Alla ripartenza Lunetta era 15° e, nonostante la gara d'attacco, non riesce ad agguantare la zona podio. Per Farioli, scattato in ultima posizione,
Paolo Simoncelli ha un bel messaggio di incoraggiamento.
"So che è un periodo difficile perché nulla sembra incastrarsi bene, però la ruota gira, prima o poi deve girare. È come una barca, a volte il vento spinge troppo contro e non puoi fare niente se non rimanere a galla. Poi il cielo si apre, il mare si acquieta e allora è lì che devi spingere. Siamo felici di averlo in squadra, oggi ci teniamo la mano per stare a galla ma quando il vento soffierà dalla parte giusta noi saremo pronti a remare al suo fianco ancora più forte."Il livello della MotoE
Con due piloti nella classe elettrica, ovvero gli esperti Kevin Manfredi e Massimo Roccoli, non manca un commento sul livello della competizione.
"Inizialmente è stata sfruttata da ex piloti per tornare alla ribalta, oggi il livello si è alzato drasticamente" ha sottolineato
Paolo Simoncelli.
"In griglia è schierata un’orda di ragazzi giovani e assetati di vittoria, ci sono dieci piloti in mezzo secondo.
Il che la dice lunga sulla qualità di questa categoria." Al Mugello però sono arrivate poche soddisfazioni.
"Gara 1 è stata interrotta dopo neanche mezzo giro, ma è bastato a Manfredi per distruggere la moto." In seguito Manfredi ripartirà nonostante una costola incrinata ed un ginocchio malandato.

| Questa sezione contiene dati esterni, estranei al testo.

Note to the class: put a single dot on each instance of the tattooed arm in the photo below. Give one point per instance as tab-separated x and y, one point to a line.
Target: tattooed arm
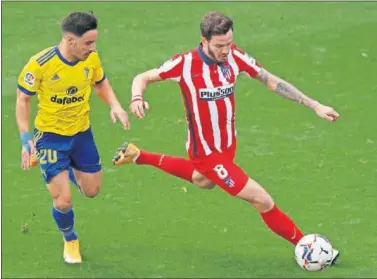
288	91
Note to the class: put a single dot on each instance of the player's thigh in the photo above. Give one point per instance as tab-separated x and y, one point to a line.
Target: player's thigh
202	181
256	195
90	183
86	162
60	191
225	173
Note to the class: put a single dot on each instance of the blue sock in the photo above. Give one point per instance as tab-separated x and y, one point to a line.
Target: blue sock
65	222
73	179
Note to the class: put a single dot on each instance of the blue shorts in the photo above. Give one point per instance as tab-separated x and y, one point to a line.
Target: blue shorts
57	153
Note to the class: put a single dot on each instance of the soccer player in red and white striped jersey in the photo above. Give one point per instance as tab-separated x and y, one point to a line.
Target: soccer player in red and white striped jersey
207	77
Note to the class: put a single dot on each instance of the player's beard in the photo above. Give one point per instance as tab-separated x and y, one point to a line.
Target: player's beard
213	56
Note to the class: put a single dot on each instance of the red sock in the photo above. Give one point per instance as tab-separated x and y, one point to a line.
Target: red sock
176	166
282	225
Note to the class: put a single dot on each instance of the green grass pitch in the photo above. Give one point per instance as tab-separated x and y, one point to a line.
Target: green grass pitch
147	224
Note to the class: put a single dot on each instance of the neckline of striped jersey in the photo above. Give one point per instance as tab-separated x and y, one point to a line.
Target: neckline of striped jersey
65	61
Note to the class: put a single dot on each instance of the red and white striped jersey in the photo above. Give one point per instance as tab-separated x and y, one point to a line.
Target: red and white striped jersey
207	89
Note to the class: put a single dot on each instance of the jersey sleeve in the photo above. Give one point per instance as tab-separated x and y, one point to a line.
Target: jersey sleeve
98	72
246	63
172	69
30	78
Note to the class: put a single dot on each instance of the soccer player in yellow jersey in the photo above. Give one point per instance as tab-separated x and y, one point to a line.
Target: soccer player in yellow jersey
62	78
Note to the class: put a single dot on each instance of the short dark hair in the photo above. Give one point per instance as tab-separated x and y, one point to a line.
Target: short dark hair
79	23
215	23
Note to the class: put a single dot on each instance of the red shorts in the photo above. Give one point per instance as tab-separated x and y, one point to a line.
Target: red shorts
221	169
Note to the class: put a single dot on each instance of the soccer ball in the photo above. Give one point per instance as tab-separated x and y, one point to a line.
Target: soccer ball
313	252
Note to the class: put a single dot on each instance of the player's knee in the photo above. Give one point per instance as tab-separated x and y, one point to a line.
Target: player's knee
257	196
63	203
91	191
202	181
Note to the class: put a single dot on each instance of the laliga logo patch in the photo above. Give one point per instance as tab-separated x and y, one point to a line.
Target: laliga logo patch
71	90
29	79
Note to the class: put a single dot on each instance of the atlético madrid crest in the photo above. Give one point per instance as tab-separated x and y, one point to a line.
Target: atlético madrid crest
226	71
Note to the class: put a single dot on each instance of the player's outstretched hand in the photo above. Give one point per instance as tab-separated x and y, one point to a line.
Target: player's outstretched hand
138	107
118	112
326	112
28	156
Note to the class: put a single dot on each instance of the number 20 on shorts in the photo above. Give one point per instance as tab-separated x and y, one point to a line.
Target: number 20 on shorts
221	172
47	156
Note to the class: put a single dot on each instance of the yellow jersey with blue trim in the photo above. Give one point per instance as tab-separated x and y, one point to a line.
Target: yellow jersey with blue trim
63	89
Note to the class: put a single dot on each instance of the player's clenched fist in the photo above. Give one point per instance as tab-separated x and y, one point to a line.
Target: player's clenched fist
138	105
28	156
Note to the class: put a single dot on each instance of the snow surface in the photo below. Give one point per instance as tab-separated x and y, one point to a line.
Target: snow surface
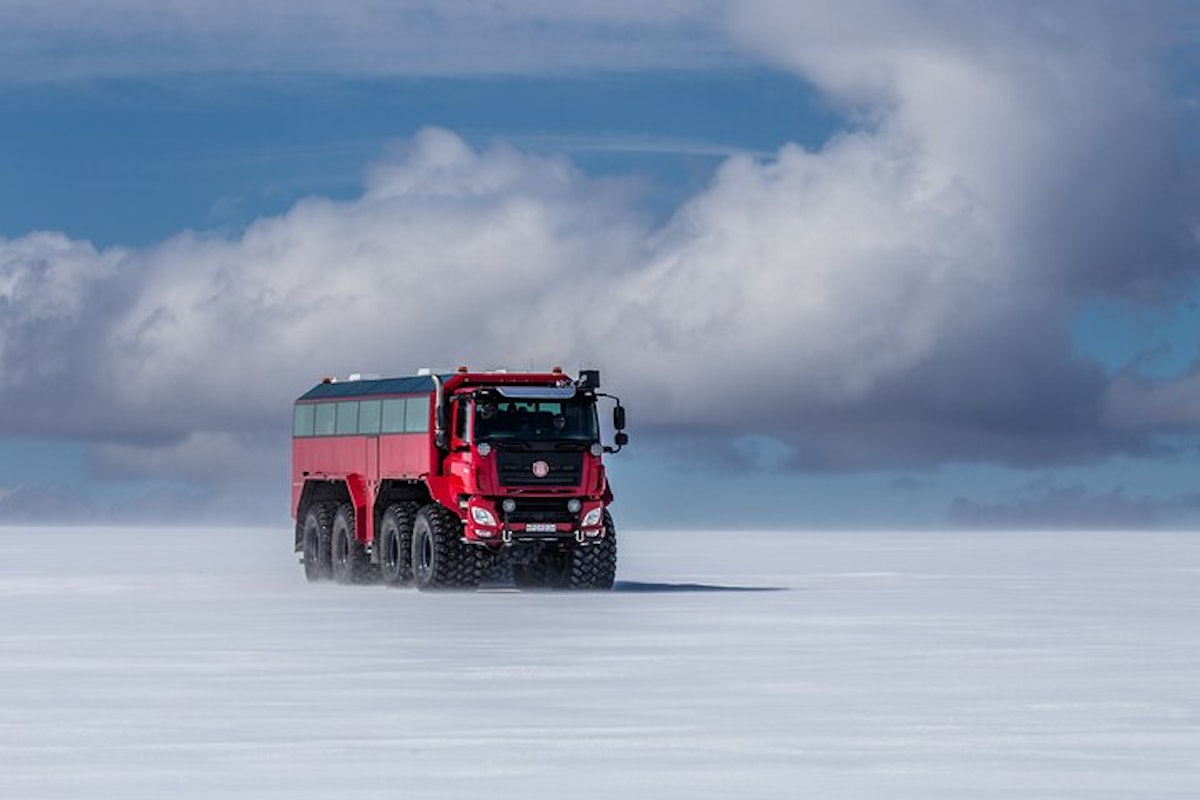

"Gara 2: mettendo a frutto la sua esperienza su questo tracciato, Roccoli ha messo a segno una gara esemplare mancando il podio di 5 millesimi, sfumato in una volata che poteva gestire meglio. In Gara 1, ripresa successivamente, la stessa volata non la sbaglia, aspetta il momento giusto per uscire dalla scia e agguanta la 7^ posizione. Lezione imparata."